Le salaire, l’autre variable
Les Belges donnent une note moyenne de 6,9 sur 10 à leur situation financière, selon Statbel. Elle n’était que de 6,7 en 2022. Cette hausse est probablement liée à l’indexation automatique des salaires. “Toutefois, les moyennes cachent des réalités variées”, pose l’économiste Charlotte de Montpellier. 16,3 % des Belges ont en effet de grandes difficultés à joindre les deux bouts.
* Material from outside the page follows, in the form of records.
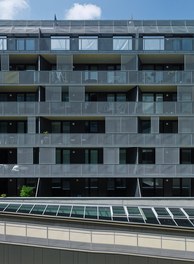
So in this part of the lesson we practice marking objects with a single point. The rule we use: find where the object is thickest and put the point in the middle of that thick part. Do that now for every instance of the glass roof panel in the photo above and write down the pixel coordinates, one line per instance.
(120, 218)
(38, 209)
(104, 213)
(118, 210)
(133, 210)
(161, 211)
(183, 222)
(12, 207)
(25, 208)
(91, 212)
(51, 210)
(189, 211)
(177, 212)
(136, 219)
(2, 206)
(64, 210)
(77, 211)
(150, 216)
(167, 221)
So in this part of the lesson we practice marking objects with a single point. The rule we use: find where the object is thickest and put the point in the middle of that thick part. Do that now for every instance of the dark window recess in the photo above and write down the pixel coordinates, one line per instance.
(109, 97)
(144, 126)
(146, 156)
(13, 126)
(187, 156)
(128, 156)
(168, 126)
(35, 155)
(8, 156)
(97, 67)
(158, 97)
(75, 126)
(79, 156)
(18, 97)
(161, 67)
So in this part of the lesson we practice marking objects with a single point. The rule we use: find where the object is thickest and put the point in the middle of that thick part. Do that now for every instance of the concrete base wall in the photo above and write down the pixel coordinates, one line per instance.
(14, 254)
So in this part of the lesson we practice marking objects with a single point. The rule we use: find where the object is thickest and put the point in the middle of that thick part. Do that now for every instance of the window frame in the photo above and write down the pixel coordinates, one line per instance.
(55, 40)
(129, 43)
(83, 46)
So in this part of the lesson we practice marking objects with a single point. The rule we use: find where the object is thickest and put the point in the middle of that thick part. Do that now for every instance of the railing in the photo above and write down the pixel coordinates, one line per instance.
(98, 77)
(97, 140)
(126, 44)
(97, 240)
(93, 170)
(96, 108)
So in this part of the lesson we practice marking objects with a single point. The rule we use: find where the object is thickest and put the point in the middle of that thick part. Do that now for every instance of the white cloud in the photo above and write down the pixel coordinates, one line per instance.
(9, 9)
(83, 12)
Le niveau d’études est un facteur prépondérant dans la hauteur du salaire puisque les diplômés d’un master gagnent en moyenne deux fois plus que ceux de l’enseignement secondaire inférieur. Les jeunes touchent près de deux fois moins que leurs collègues les plus âgés également. Quant aux femmes, elles gagnent toujours 5 % de moins que les hommes.
Notre pouvoir d’achat préservé
La hausse des prix de l’énergie et des denrées alimentaires a été difficile à assumer pour de nombreux ménages. Dans de très nombreux cas, l’indexation automatique des salaires a été insuffisante pour compenser. Le système mériterait donc d’être perfectionné, d’autant qu’il a produit une inflation plus importante qu’à l’étranger par un effet de surenchère: les salaires augmentent, donc les entreprises haussent les prix, ce qui crée de l’inflation, et donc une montée des salaires et ainsi de suite. Mais s’il est loin d’être parfait et juste, ce mécanisme unique au monde a aussi permis aux Belges de connaître la plus haute montée du pouvoir d’achat des pays de l’OCDE (+ 2,9 %) malgré la crise. La Belgique est devant le Costa Rica (+ 1,7 %), Israël (+ 0,6 %) et les Pays-Bas (+ 0,4 %).
Riches, mais endettés?
Certes, les Belges ont du patrimoine. Mais ils sont aussi plus endettés que la moyenne. Le niveau d’endettement de la Belgique a atteint 105,1 % du PIB en 2022, ce qui en fait le 6e État le plus endetté de la zone euro. Les ménages, pris individuellement, contractent également de nombreuses dettes. Selon la dernière enquête de la BNB, la moitié d’entre eux seraient concernés. Cependant, le montant médian de la dette des ménages a reculé de 16 % par rapport à la vague précédente. Et surtout, de nouveau, parmi les ménages les plus jeunes. Cela peut notamment s’expliquer par le fait que l’on accède à la propriété un peu plus tard qu’avant en raison des difficultés d’obtenir des crédits hypothécaires. Or ces derniers représentent 82 % des dettes contractées par les particuliers en Belgique.